Petrova Ksenia, seorang siswa dari Rusia, merasa kesulitan untuk melacak berita terbaru Covid-19 di Korea Selatan karena dia tidak fasih berbahasa Korea. Dia baru-baru ini harus menghabiskan waktu lama mencari informasi yang tepat tentang langkah-langkah jarak sosial lima tingkat.
"Tindakan jarak sosial di sini memiliki banyak hal yang boleh dan tidak boleh dilakukan, dan saya tidak ingin melanggar aturan apa pun karena akan dikenai denda. Tetapi karena hanya sedikit situs web pemerintah yang menawarkan terjemahan dalam berbagai bahasa, saya kebanyakan menggunakan media sosial. saluran media dan ruang obrolan di Kakao dijalankan oleh orang Rusia untuk mendapatkan informasi, "katanya.
Phua dan Petrova adalah di antara banyak orang asing yang pernah mengalami diskriminasi terkait Covid-19 dalam kehidupan sehari-hari atau telah dikeluarkan dari kebijakan negara, menurut badan hak asasi manusia nasional.
Komisi Nasional Hak Asasi Manusia Korea (The National Human Rights Commission of Korea/NHRCK) mempublikasikan laporannya tentang hak asasi warga asing di tengah pandemi Covid-19 pada hari ini Jumat (27/11/2020), termasuk survei yang dilakukan antara Juli dan Agustus pada 307 ekspatriat yang tinggal di Seoul dan Provinsi Gyeonggi.
Survei menunjukkan, 73 persen merasa tersisih dari kebijakan negara. Ketika ditanya kasus tertentu, 30 persen menunjukkan pengecualian mereka dari rencana dana bantuan negara, diikuti oleh 29 persen yang menyebutkan peringatan pesan teks yang hanya disediakan dalam bahasa Korea, dan 16 persen yang menjawab bahwa mereka tidak dapat membeli masker wajah melalui sistem rotasi lebih awal. di bulan Maret 2020.
Selain kebijakan negara, satu dari tiga warga asing mengalami diskriminasi dalam kesehariannya. Mereka telah menerima komentar agresif baik daring maupun luring, dan menghadapi praktik diskriminatif di angkutan umum, serta di restoran dan kafe.
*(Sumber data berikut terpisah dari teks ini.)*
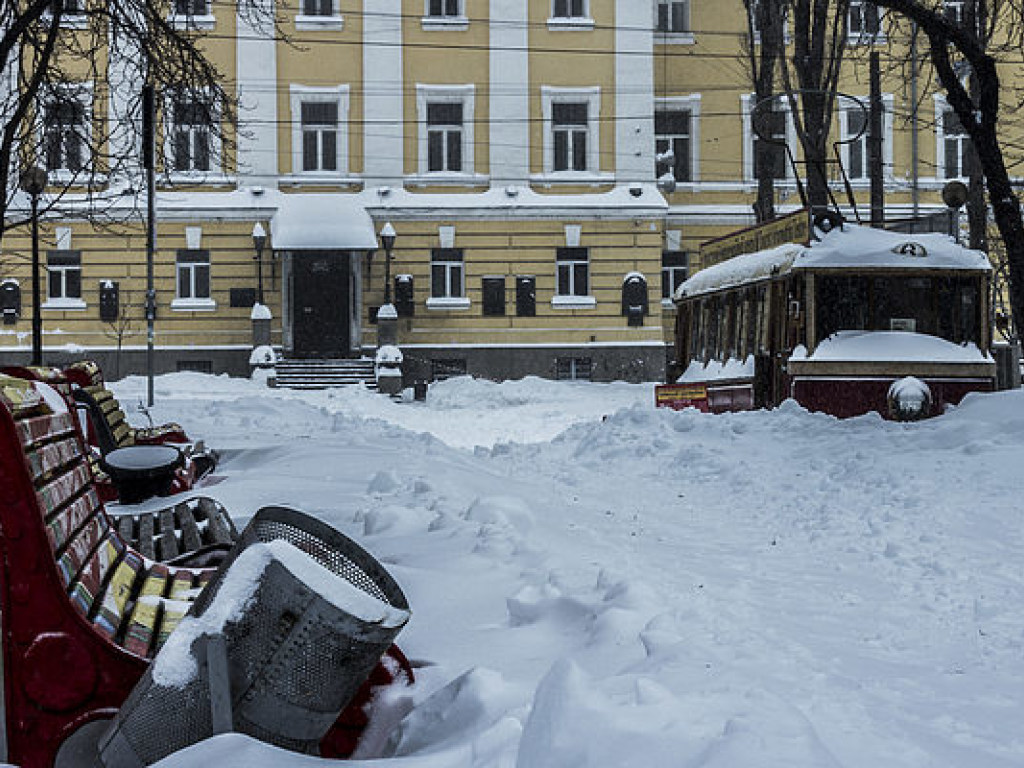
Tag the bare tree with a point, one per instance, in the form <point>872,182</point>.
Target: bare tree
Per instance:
<point>960,53</point>
<point>71,80</point>
<point>819,38</point>
<point>764,47</point>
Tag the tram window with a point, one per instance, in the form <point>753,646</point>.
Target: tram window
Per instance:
<point>713,318</point>
<point>762,321</point>
<point>842,305</point>
<point>750,313</point>
<point>898,300</point>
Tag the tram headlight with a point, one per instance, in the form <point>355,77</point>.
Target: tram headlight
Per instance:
<point>909,398</point>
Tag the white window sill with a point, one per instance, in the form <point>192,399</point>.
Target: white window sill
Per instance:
<point>320,177</point>
<point>674,38</point>
<point>74,20</point>
<point>64,304</point>
<point>459,302</point>
<point>207,22</point>
<point>194,178</point>
<point>865,39</point>
<point>442,178</point>
<point>194,305</point>
<point>444,24</point>
<point>318,24</point>
<point>572,302</point>
<point>65,177</point>
<point>570,24</point>
<point>572,177</point>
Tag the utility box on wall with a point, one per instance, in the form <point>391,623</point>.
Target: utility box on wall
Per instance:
<point>635,298</point>
<point>110,301</point>
<point>10,301</point>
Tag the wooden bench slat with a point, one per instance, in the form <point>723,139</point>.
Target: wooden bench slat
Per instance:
<point>190,539</point>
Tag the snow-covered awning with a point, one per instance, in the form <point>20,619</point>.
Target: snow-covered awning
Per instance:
<point>322,222</point>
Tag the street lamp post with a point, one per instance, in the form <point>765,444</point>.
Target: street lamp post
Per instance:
<point>259,240</point>
<point>387,238</point>
<point>34,182</point>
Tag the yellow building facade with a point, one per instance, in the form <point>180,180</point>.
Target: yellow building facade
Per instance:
<point>510,143</point>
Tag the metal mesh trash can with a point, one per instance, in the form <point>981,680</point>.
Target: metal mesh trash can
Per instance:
<point>284,668</point>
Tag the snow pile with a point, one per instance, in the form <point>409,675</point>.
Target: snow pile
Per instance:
<point>597,583</point>
<point>902,346</point>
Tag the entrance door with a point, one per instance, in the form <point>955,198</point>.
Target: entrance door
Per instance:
<point>321,314</point>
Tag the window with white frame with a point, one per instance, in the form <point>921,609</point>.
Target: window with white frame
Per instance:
<point>192,132</point>
<point>777,132</point>
<point>194,274</point>
<point>955,147</point>
<point>864,22</point>
<point>444,121</point>
<point>570,130</point>
<point>674,144</point>
<point>320,135</point>
<point>446,273</point>
<point>66,130</point>
<point>64,276</point>
<point>320,140</point>
<point>572,265</point>
<point>445,129</point>
<point>568,9</point>
<point>317,7</point>
<point>953,11</point>
<point>192,7</point>
<point>675,270</point>
<point>674,16</point>
<point>68,7</point>
<point>444,8</point>
<point>853,133</point>
<point>573,369</point>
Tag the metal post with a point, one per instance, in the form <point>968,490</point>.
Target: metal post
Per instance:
<point>875,143</point>
<point>37,316</point>
<point>259,240</point>
<point>387,238</point>
<point>148,159</point>
<point>34,182</point>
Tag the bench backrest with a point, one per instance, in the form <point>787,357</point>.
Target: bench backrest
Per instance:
<point>131,601</point>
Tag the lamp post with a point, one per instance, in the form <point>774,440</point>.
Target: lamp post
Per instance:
<point>259,240</point>
<point>387,239</point>
<point>34,182</point>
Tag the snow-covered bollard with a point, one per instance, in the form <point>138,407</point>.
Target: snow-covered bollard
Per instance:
<point>262,360</point>
<point>387,367</point>
<point>909,399</point>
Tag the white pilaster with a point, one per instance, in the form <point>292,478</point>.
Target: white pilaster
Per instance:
<point>384,89</point>
<point>256,58</point>
<point>634,91</point>
<point>509,129</point>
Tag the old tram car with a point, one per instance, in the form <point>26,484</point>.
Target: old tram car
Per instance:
<point>863,320</point>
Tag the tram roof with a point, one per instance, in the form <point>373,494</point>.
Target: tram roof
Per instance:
<point>866,247</point>
<point>851,247</point>
<point>747,267</point>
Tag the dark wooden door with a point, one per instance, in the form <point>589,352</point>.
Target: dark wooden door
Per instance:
<point>321,315</point>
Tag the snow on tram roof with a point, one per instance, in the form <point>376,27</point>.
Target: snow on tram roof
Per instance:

Laporan mereka tentang insiden spesifik berkomentar, "Seorang pria mendekati saya di halte bus dan berteriak 'Berhenti menyebarkan virus dan kembali ke negara Anda,'" dan "Saya membaca banyak komentar di internet untuk mendeportasi semua orang China."
Keluhan lain adalah orang-orang menghindari naik lift bersama mereka atau duduk di sebelah mereka di kereta bawah tanah.
"Sejak wabah virus korona, orang asing dari berbagai negara telah terkena diskriminasi dan stigma sosial yang serius. Mereka juga tidak diberi informasi dengan benar tentang situasi dalam bahasa yang mereka mengerti," tulis laporan itu.
Juga dicatat bahwa pekerja migran di pabrik mengalami diskriminasi dan perlakuan tidak adil oleh majikan mereka, seperti tidak diberi masker dan dilarang meninggalkan tempat tinggal mereka.
Banyak pengusaha yang melarang pekerjanya pergi ke tempat lain selain tempat kerja atau asrama, karena khawatir akan tertular virus.
Ini jelas merupakan pelanggaran hak asasi manusia dan kebebasan bergerak. Bahkan ada yang mendiskriminasi pekerja asing dengan memberi mereka lebih sedikit masker. dibandingkan dengan karyawan lokal, "kata Lee Han-suk, kepala Institut Migrasi dan Hak Asasi Manusia Korea Selatan.